Clawing back deficits
However, the extent of its impact for the on-trade is inseparable from the progress of England and Wales, as by far the biggest uplifts are seen when the home nations remain in the tournament. Drinks offers tying into the excitement generated by the national sides are a opportunity for licensees to drive maximum value from the occasion.
On top of traditional seasonal uplift in visitor numbers, it’s a formidable opportunity for brands to meet their goals and deliver successful end-of-year results, despite what continues to be a challenging time for on-trade sales.

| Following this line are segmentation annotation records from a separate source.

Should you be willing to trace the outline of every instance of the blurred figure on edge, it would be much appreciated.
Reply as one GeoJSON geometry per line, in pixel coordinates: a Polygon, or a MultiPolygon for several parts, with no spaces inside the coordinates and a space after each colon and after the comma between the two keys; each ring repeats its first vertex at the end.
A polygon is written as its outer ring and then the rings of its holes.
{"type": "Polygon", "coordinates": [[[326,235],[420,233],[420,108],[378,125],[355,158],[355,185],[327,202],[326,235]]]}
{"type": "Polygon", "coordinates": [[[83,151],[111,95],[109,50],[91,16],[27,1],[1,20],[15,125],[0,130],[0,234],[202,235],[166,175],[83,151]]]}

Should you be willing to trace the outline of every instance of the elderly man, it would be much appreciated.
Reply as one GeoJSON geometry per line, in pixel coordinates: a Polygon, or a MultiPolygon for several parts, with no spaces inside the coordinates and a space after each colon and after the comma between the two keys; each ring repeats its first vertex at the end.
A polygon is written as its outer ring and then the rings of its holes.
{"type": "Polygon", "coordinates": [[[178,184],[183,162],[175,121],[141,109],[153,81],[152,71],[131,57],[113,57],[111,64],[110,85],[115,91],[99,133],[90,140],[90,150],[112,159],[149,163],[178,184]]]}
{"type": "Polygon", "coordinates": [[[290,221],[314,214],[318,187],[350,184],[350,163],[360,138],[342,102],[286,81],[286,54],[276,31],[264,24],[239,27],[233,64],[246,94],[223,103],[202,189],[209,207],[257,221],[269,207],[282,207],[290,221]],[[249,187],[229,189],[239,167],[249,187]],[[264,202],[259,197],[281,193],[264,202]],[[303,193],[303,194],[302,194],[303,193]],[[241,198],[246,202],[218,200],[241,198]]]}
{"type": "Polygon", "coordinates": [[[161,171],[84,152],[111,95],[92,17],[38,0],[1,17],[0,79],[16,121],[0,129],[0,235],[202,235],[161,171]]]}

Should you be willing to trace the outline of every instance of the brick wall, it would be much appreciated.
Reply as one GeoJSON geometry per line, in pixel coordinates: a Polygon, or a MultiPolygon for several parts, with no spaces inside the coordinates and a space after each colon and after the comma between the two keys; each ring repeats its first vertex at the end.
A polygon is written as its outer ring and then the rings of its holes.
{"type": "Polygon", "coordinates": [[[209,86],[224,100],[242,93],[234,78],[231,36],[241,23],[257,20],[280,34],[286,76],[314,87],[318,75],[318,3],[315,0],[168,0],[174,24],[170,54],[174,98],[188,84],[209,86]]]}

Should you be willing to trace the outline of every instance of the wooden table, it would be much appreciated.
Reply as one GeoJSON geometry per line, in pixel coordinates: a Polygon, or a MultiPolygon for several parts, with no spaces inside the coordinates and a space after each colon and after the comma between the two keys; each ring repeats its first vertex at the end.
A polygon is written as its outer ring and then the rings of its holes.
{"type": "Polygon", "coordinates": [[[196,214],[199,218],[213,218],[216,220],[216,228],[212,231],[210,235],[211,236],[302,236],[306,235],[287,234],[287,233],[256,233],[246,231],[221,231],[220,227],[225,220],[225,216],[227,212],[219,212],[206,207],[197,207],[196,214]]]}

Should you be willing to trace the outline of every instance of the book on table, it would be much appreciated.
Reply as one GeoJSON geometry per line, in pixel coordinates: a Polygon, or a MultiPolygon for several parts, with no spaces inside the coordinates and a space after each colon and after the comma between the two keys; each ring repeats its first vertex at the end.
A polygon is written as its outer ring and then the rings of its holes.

Paul Bolton, client director, GB drinks, at CGA, said: “The FIFA World Cup is a massive opportunity for the on-premise and drinks suppliers to claw back any recent deficits caused by market turbulence, and to finish the year on a high.
“Whilst we are hopeful that it will be a successful tournament on the pitch for England and Wales, it will be interesting to see who the big winners are in the on-premise, due to the overlap with Christmas, so strategy and execution are crucial for venues that are hoping to have the best of both worlds.
“But there’s every reason for optimism, with over-performing brands and venues putting themselves in pole position as first choices during the FIFA World Cup, and also for future sporting events once it’s over.”